Mission de la matinée pour le gendarme Envel Chéroux : aider le GMHL à installer un gîte d’hibernation pour les chauves-souris à une vingtaine de mètres du sol. Une première pour lui. « Je ne m’attendais pas vraiment à ça ce matin mais c’est de nouvelles découvertes, c’est intéressant. Ça fait partie des missions de la gendarmerie, c’est divers et varié ! », sourit-il, caisse à outils et échelle sous le bras. D’autant que ce gendarme a de la sympathie pour ces petites bêtes.
Antoine Roche, chargé de mission au GMHL, le gendarme Envel Chéroux et le capitaine Rémi Grulois ont passé la matinée sur le toit de la gendarmerie pour installer ce dernier gîte @Bruno Barlier
Tout comme le chef du groupe soutien ressources humaines, le capitaine Rémi Grulois, à l’initiative de ce projet (*) mené en partenariat avec le GMHL. Débuté à la fin 2021, il s’est concrétisé cet été avec l’installation de gîtes de reproduction pour les chauves-souris et de deux abris à hérissons dans l’enceinte de la caserne Bongeot, en plein Guéret.
Le tout premier gîte de ce type en Creuse
« On est heureux de terminer cette première phase d’installation avec le Groupement mammalogique et herpétologique du Limousin, heureux aussi de pouvoir enchaîner sur la suite », confie Rémi Grulois. La suite, ce sera le suivi scientifique des populations de chauves-souris et de hérissons qui s’installeront dans ces gîtes et abris, que mènera le GMHL.
« C’est intéressant, bien sûr, d’installer des abris pour la petite faune, ça permet de compenser la perte de gîtes et d’abris naturels dans les zones urbaines mais c’est aussi intéressant de pouvoir étudier les espèces qui vont se les approprier »
ANTOINE ROCHE (chargé de mission au GMHL et médiateur faune sauvage)

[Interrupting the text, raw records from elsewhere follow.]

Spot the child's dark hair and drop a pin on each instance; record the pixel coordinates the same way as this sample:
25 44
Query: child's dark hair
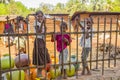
65 24
39 12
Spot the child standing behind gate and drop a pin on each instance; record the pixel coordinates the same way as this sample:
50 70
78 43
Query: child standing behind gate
63 40
85 41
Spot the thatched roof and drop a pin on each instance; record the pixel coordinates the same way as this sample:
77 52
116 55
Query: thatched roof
93 13
4 18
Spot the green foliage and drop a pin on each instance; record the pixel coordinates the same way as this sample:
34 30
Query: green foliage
10 7
13 8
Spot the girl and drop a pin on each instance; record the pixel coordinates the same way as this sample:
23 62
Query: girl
40 52
85 41
63 40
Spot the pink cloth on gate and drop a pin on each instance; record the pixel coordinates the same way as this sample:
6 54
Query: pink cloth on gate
60 41
7 26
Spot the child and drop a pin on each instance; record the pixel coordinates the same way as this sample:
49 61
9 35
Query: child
40 52
63 40
20 43
8 29
85 42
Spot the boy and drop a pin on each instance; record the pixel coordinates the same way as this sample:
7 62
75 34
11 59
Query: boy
20 43
85 41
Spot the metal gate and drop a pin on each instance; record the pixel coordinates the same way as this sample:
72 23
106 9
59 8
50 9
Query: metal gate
105 52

La pose de ce septième gîte à chauve-souris s’est déroulée sous l’oeil du capitaine Grulois (en bleu), à l’initiative de ce projet en faveur de la biodiversité@Bruno Barlier
Dans les différents gîtes, le naturaliste espère trouver au cours de ses prospections des pipistrelles, des barbastelles ou encore des sérotines. L’objectif, c’est d’observer si ces abris artificiels leur sont bénéfiques, si les populations sont présentes et en bonne santé, d’autant que toutes les espèces de chiroptères sont menacées par la disparition de leurs habitats, de leur nourriture et par toutes les formes d’activité humaine.
Le gîte installé ce mercredi matin est un peu différent des six autres. C’est un gîte d’hibernation de grand format, en béton de bois, qui peut accueillir jusqu’à 100 chauves-souris. C’est aussi le tout premier de ce type à être installé en Creuse.

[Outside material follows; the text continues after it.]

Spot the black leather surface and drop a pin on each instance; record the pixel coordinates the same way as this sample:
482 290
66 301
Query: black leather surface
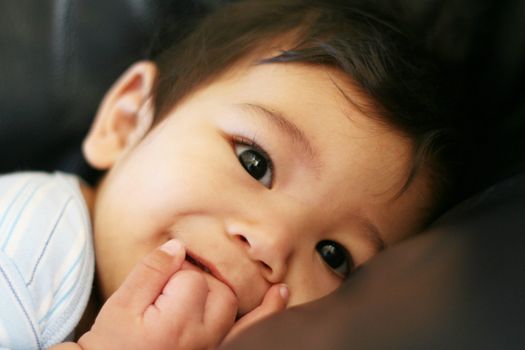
57 59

L’installation de ce gîte, le premier en Creuse de ce type, a nécessité une paire d’heure de travail afin d’être fixé sur une des façades de la gendarmerie @Bruno Barlier
« C’est un nichoir au top du top, il est isolé pour ne pas descendre trop en température même en hiver, ce qui permet aux chauves-souris d’hiberner dedans, contrairement aux nichoirs en bois qu’on privilégiera pour des gîtes été », précise Antoine Roche.
Car en hibernation, les chauves-souris font baisser leur température corporelle quelques degrés au-dessus de la température ambiante (entre 1 °C et 10 °C selon les espèces) mais la congélation leur serait mortelle. C’est la raison pour laquelle on les rencontre souvent dans les caves l’hiver où elles trouvent des conditions idéales pour hiverner. Dans ce gîte 4 étoiles, les colonies présentes sur et autour de la caserne trouveront un lieu d’hibernation sûr et accessible. Il a été installé plein est, juste à côté d’un gîte d’été pour faciliter son repérage.

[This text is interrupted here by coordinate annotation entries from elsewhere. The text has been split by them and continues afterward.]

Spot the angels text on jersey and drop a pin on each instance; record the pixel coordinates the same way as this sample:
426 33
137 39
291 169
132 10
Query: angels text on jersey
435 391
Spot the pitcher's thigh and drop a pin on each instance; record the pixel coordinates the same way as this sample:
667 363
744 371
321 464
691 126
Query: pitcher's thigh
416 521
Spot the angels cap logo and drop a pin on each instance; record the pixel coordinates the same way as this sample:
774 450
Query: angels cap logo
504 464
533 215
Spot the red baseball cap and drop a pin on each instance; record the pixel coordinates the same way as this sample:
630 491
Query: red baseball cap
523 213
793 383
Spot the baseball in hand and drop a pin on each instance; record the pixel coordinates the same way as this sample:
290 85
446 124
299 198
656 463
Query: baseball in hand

« Il est trop tard pour qu’elles l’occupent cet hiver, elles sont déjà entrées en hibernation mais à la belle saison, quand elles rechercheront des gîtes d’été pour se reproduire, elles pourront le localiser et l’investir l’hiver prochain »
ANTOINE ROCHE (chargé de mission au GMHL et médiateur faune sauvage)
@Bruno Barlier
Après son installation, qui a demandé un peu de technique et de temps, Antoine Roche en a profité pour inspecter les autres gîtes afin de voir s’ils ont été occupés. « On regarde dedans grâce à un miroir avec la lumière du soleil ou avec une lampe artificielle pour ne pas déranger d’éventuels occupants. On peut aussi utiliser un endoscope pour regarder à l’intérieur des abris à hérissons », détaille le naturaliste. Pour l’instant, pas de locataires mais « rien de grave ni d’anormal. Il faut laisser du temps à la nature pour trouver la place qu’on lui laisse », sourit Antoine Roche.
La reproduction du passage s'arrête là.